Este novo livro de Sérgio Sant’Anna traz três textos bem diferentes entre si, tanto na forma como na temática. O ponto alto é a novela que encerra o volume e lhe empresta o título. “Páginas sem glória” é ambientada no Rio de Janeiro do início dos anos 1950, com sua boemia povoada de personagens rodriguianos e seus brasileiríssimos dramas em torno do mundo da bola. A novela narra a história de José Augusto do Prado Almeida Fonseca, um boa- vida pinçado do futebol de areia e levado ao Fluminense pelo olheiro Luiz Andrade. Desde os primeiros parágrafos, Zé Augusto é pintado como um adorável sem-vergonha, um anárquico poeta da bola. A saga desse
anti-herói é narrada com o mais saboroso humor, num texto que já nasce como um clássico da literatura futebolística.
Antes de “Páginas sem glória”, abrindo o volume, temos “Entre as linhas”, uma pequena obra-prima de narração literária. Esse conto se inicia com o “autor”, Fernando, expondo que pediu a uma amiga para ler a “pequena novela” que acabara de escrever. Ela então anota seus comentários nas entrelinhas do texto. O que nos é dado a ler não é a narrativa original, mas as anotações da leitora-crítica. O engenhoso procedimento resulta numa composição que fisga a atenção para diversas histórias espelhadas.

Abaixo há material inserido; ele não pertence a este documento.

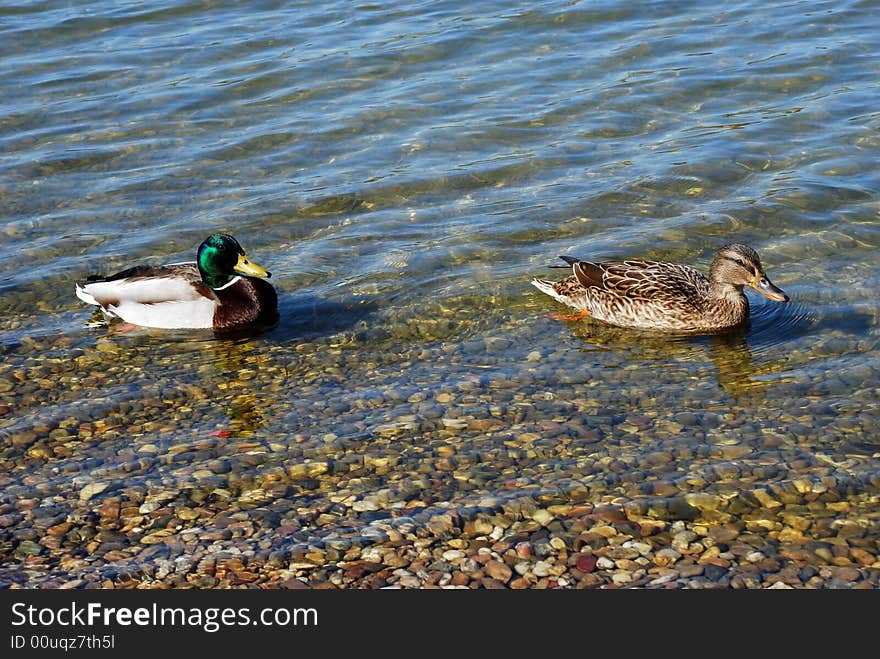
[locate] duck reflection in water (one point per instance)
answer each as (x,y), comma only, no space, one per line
(735,369)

No segundo conto, “O milagre de Jesus”, a voz em primeiro plano é a de um indigente chamado Jesus que relata a um amigo certo milagre por ele realizado. Numa igreja, ele é confundido com Jesus Cristo por uma mulher desesperada, que foi estuprada por três “filhinhos de papai” e descobre estar grávida. Ela vem pedir seu conselho e ele a demove da decisão de abortar. Mas Jesus é enxotado da igreja pelo pároco e pragueja contra Deus e o mundo. Por coincidência, um casal de cineastas “do bem” está nos arredores e presencia sua fúria. Os cineastas e o indigente acabam fazendo um filme em parceria, e nele Jesus faz questão de mostrar-se em cenas de amor fraterno, de acordo com o clichê que envolve o seu nome.